The Road Ahead“There is a growing body of evidence that reflects the far-reaching benefits of music therapy,” says Stewart. “Disseminating this information in professional arenas continues to bridge the gap of awareness that remains among some medical professionals. There are still some who are committed to older models of care, but there are also clear trends in medicine that emphasize an integrative approach to treatment, which includes music therapy.”
In addition to launching several outpatient services in clinics and schools, including its two innovative programs, Music for AIR and Music for CAIR, the Center’s Asthma Initiative Program (AIP), intended to help children and teens with asthma using music visualization and wind instruments, has also broken new ground for music therapy in the hospital setting.

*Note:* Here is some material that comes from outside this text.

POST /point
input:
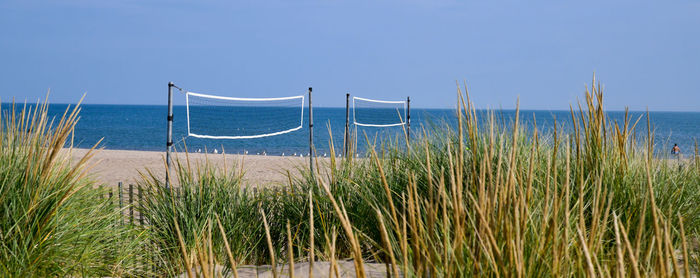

In the AIP program, Brian Harris, MA, MT-BC, LCAT has coordinated schoolchildren in the Bronx to receive group music therapy as part of their weekly routine. He uses a Native American flute and works to ease their breathing. Harris also encourages long breaths through clinical improvisation on recorders, which were donated by
Yamaha.
Through these successful music programs experiences, the Louis Armstrong Center for Music and Medicine has created a powerful basis for the usage of music therapy in a hospital setting. No longer intended as only a sedative experience for patients with chronic pain, music therapy is now clinically recognized as contributing significantly to medical care, providing psychological and physical comfort to patients with various needs.
The work of facilities, such as Center for Music and Medicine, are paving the way for music therapists to work in a variety of therapeutic setting, including patient rehabilitation programs.
“We’ve been at the cutting-edge of music therapy and medical research for the past decade and, for me, it’s been an honor to grow amongst a team of music therapists who are as eager to train, learn, and research as I am,” says Loewy.